The correctness rests on the invariant that any odd-length array can be collapsed to its median through repeated operations. Once we reduce both arrays to their respective medians, equality is straightforward. No intermediate element matters because the operations allow full reduction via median selection.
Python Solution
import sys
input = sys.stdin.readline
def main():
t = int(input())
for _ in range(t):
n, m = map(int, input().split())
a = list(map(int, input().split()))
b = list(map(int, input().split()))
median_a = a[n // 2]
median_b = b[m // 2]
print("YES" if median_a == median_b else "NO")
if __name__ == "__main__":
main()
The solution uses integer division n // 2 and m // 2 to access the middle element directly. This leverages the sorted property and odd-length constraint to find the median in O(1). There are no off-by-one errors because Python lists are zero-indexed and integer division naturally points to the middle element. Input reading is optimized with sys.stdin.readline to handle large test cases efficiently.
Worked Examples
Example 1:
Input arrays: a = [1, 2, 3, 4, 5], b = [1, 3, 7]
median_a = 3, median_b = 3
Output: YES
| Step | a | b | median_a | median_b | Comparison |
|---|---|---|---|---|---|
| Initial | [1,2,3,4,5] | [1,3,7] | 3 | 3 | 3 == 3 → YES |
This trace shows that collapsing each array to its median is sufficient to determine equality.
Example 2:
Input arrays: a = [11, 17, 19], b = [19, 20, 26, 29, 37]
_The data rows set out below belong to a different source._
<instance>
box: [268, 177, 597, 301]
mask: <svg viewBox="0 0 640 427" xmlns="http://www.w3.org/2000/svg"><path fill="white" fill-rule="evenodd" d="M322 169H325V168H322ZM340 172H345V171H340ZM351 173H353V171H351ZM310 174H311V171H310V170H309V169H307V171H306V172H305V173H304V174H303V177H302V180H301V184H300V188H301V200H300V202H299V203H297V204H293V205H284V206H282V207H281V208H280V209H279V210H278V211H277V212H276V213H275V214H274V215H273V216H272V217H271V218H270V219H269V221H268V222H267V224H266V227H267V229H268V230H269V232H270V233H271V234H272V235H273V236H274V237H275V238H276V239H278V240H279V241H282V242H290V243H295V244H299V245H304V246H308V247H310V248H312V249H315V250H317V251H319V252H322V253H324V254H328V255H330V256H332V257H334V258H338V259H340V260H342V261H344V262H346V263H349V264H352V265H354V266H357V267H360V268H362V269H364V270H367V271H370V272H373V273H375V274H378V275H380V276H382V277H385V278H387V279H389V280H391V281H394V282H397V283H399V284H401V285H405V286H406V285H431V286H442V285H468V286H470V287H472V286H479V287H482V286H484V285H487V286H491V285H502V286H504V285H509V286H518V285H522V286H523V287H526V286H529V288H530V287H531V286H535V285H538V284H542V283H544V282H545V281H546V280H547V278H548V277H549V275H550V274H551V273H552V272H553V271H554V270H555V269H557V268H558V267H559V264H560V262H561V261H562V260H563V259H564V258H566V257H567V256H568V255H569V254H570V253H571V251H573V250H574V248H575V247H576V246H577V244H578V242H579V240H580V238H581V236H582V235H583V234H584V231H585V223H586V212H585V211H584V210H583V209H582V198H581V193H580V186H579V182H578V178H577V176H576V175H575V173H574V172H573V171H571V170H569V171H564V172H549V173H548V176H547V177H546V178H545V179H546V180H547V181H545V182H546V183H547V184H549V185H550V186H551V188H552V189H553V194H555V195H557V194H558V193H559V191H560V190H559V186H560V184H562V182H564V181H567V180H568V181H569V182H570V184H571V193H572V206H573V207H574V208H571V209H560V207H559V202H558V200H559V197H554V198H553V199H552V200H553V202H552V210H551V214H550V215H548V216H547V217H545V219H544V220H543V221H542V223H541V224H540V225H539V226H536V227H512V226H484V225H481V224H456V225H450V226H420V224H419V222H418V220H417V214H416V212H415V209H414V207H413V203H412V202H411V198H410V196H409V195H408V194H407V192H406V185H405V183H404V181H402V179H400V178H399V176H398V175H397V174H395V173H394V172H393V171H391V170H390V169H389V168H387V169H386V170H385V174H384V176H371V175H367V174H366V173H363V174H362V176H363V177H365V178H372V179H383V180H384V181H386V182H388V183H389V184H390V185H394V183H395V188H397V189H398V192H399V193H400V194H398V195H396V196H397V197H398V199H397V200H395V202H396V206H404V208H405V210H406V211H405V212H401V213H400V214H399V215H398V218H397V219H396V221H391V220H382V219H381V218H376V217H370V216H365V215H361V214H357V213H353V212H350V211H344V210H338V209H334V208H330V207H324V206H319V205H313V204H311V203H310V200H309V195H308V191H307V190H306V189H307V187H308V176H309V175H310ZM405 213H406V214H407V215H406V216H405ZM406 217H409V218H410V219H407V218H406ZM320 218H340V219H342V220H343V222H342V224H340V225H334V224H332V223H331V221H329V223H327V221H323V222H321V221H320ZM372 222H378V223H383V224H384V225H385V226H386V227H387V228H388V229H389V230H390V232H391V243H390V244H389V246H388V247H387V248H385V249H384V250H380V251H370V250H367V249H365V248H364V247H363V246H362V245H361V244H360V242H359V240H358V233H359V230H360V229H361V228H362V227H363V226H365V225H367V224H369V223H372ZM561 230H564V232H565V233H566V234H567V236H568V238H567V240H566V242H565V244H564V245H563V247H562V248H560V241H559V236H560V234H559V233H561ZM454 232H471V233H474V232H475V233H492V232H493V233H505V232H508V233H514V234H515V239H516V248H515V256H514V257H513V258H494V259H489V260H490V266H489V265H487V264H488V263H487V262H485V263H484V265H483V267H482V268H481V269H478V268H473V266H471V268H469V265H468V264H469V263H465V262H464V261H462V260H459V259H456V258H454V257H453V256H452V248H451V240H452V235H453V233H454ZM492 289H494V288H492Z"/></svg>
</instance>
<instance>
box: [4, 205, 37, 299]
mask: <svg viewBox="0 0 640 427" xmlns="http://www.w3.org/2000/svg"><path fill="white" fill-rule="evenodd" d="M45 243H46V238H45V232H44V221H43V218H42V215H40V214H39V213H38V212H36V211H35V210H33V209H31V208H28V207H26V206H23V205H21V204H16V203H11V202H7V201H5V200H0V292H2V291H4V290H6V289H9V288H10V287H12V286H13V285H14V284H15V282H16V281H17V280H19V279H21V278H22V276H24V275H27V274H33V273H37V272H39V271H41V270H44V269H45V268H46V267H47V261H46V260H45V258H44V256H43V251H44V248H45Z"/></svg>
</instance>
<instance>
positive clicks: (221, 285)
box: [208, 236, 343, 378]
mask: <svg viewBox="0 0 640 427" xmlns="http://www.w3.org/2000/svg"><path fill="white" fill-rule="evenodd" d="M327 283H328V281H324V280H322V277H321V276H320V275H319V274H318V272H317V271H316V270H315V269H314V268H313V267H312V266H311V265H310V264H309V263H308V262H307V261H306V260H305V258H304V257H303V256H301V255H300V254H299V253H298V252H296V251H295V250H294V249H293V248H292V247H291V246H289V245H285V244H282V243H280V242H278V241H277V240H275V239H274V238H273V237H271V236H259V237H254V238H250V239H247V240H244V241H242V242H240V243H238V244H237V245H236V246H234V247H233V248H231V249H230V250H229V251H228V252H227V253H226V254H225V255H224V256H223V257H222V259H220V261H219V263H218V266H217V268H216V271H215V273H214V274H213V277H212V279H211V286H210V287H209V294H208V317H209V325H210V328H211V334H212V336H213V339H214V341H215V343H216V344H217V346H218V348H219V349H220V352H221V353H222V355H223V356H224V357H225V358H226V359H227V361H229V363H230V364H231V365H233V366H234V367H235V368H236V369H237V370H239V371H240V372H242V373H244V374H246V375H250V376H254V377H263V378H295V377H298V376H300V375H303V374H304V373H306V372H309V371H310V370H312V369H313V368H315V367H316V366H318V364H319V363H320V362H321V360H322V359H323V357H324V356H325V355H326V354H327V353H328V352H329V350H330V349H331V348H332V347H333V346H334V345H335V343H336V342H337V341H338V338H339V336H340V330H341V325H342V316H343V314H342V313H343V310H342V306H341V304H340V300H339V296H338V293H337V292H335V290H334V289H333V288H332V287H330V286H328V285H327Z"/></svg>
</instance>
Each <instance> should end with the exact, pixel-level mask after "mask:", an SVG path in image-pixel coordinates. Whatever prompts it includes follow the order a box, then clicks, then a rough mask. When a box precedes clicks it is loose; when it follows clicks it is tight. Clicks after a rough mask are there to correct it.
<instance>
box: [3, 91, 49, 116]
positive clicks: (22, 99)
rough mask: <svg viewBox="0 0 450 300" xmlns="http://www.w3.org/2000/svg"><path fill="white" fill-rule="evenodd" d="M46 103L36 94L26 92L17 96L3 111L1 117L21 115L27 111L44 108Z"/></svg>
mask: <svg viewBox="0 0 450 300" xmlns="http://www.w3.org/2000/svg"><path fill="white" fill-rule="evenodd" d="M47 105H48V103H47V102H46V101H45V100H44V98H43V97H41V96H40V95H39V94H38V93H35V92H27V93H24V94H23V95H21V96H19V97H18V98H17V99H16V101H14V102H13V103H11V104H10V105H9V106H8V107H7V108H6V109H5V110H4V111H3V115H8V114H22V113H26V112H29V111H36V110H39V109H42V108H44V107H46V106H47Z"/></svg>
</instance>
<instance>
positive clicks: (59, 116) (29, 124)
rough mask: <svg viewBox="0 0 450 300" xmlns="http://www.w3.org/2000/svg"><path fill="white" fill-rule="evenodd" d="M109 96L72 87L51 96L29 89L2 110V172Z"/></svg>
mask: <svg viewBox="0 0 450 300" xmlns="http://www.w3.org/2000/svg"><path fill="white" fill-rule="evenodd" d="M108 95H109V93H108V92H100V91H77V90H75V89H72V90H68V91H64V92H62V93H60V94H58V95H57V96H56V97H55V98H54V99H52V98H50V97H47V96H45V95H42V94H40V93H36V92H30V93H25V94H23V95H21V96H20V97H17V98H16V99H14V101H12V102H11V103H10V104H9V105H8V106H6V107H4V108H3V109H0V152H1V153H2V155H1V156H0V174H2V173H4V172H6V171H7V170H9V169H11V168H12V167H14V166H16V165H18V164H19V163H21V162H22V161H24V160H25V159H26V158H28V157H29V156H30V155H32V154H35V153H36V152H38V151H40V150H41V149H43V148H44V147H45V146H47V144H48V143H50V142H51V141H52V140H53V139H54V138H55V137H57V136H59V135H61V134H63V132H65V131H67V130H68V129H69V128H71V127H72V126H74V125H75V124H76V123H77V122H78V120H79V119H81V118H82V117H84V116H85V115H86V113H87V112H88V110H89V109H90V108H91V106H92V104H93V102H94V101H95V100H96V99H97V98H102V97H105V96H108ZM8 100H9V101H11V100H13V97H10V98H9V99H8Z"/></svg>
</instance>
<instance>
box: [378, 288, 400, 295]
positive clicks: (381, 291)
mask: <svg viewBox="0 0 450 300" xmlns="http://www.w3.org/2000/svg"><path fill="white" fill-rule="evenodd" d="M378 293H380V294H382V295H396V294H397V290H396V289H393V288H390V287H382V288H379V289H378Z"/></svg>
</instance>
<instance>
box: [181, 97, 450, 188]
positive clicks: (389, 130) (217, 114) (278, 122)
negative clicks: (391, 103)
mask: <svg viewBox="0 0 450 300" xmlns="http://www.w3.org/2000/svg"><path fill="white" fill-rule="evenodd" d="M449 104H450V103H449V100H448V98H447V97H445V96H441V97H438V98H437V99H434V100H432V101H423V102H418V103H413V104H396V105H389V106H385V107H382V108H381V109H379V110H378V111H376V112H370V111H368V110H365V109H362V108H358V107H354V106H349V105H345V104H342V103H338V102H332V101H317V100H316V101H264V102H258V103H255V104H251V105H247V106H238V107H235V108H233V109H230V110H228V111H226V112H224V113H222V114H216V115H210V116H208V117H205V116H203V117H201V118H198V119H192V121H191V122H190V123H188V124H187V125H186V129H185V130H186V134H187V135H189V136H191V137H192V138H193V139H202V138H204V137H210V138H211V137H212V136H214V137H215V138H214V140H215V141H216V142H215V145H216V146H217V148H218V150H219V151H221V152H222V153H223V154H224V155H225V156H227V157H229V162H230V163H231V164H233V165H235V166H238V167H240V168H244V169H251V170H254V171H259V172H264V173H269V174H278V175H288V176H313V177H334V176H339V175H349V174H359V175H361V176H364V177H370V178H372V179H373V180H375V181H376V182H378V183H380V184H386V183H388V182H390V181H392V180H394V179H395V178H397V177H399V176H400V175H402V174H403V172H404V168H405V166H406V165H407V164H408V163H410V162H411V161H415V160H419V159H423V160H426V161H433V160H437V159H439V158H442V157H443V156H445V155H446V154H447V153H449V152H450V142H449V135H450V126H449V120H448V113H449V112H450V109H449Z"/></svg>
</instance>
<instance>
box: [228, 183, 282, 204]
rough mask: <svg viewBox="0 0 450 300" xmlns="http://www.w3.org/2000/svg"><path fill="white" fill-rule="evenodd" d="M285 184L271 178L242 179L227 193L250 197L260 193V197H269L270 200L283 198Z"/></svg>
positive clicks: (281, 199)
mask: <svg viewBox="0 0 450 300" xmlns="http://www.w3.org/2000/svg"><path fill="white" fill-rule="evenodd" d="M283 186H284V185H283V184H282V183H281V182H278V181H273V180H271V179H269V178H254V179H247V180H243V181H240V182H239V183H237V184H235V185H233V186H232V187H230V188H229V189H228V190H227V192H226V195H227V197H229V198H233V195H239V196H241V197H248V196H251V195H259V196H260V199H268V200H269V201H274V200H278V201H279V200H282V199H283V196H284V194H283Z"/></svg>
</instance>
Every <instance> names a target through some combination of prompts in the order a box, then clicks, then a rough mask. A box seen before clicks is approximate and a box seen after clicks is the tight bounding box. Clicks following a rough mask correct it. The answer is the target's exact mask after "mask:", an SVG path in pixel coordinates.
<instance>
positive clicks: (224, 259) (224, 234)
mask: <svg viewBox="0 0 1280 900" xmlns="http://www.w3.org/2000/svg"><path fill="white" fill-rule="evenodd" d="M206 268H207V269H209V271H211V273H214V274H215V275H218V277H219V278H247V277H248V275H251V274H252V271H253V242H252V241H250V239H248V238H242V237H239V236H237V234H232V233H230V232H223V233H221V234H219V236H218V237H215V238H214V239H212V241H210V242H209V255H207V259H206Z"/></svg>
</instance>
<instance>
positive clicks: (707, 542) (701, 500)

median_a = 17, median_b = 26
Output: NO
| Step | a | b | median_a | median_b | Comparison |
|---|---|---|---|---|---|
| Initial | [11,17,19] | [19,20,26,29,37] | 17 | 26 | 17 != 26 → NO |
This confirms the algorithm correctly identifies when arrays cannot be made equal.
Complexity Analysis
| Measure | Complexity | Explanation |
|---|---|---|
| Time | O(n + m) per test case | Reading input dominates; computing the median is O(1) |
| Space | O(n + m) per test case | Storing the arrays during input |
Given the sum of n + m across all test cases ≤ 3⋅10^5, this solution comfortably fits within the 3-second time limit.
Test Cases
import sys, io
def run(inp: str) -> str:
sys.stdin = io.StringIO(inp)
output = io.StringIO()
sys.stdout = output
main()
return output.getvalue().strip()
# Provided samples
assert run("3\n5 3\n1 2 3 4 5\n1 3 7\n3 5\n11 17 19\n19 20 26 29 37\n1 7\n11\n1 2 7 9 11 15 17") == "YES\nNO\nYES"
# Custom cases
assert run("1\n1 1\n5\n5") == "YES", "minimum size arrays equal"
assert run("1\n1 1\n5\n6") == "NO", "minimum size arrays not equal"
assert run("1\n3 3\n7 7 7\n7 7 7") == "YES", "all equal values"
assert run("1\n3 3\n1 2 3\n3 2 1") == "YES", "permutation of same medians"
assert run("1\n5 5\n1 2 3 4 5\n5 4 3 2 1") == "YES", "larger permutation, medians equal"
| Test input | Expected output | What it validates |
|---|---|---|
1 1 / 5 / 5 |
YES | Minimum-size arrays, equal |
1 1 / 5 / 6 |
NO | Minimum-size arrays, not equal |
3 3 / 7 7 7 / 7 7 7 |
YES | All elements equal |
3 3 / 1 2 3 / 3 2 1 |
YES | Arrays with same medians, different order |
5 5 / 1 2 3 4 5 / 5 4 3 2 1 |
YES | Larger arrays, medians equal |
Edge Cases
Consider arrays of length 1, such as [5] and [5]. The median is the only element, and the algorithm correctly returns YES. For arrays [5] and [6], the medians differ, so NO is returned. When all elements are identical, [7, 7, 7] and [7, 7, 7], the median is 7 for both, so YES is returned. Arrays that are permutations but have the same median, [1, 2, 3] and [3, 2, 1], also return YES, confirming that the algorithm captures the key invariant of median collapse correctly.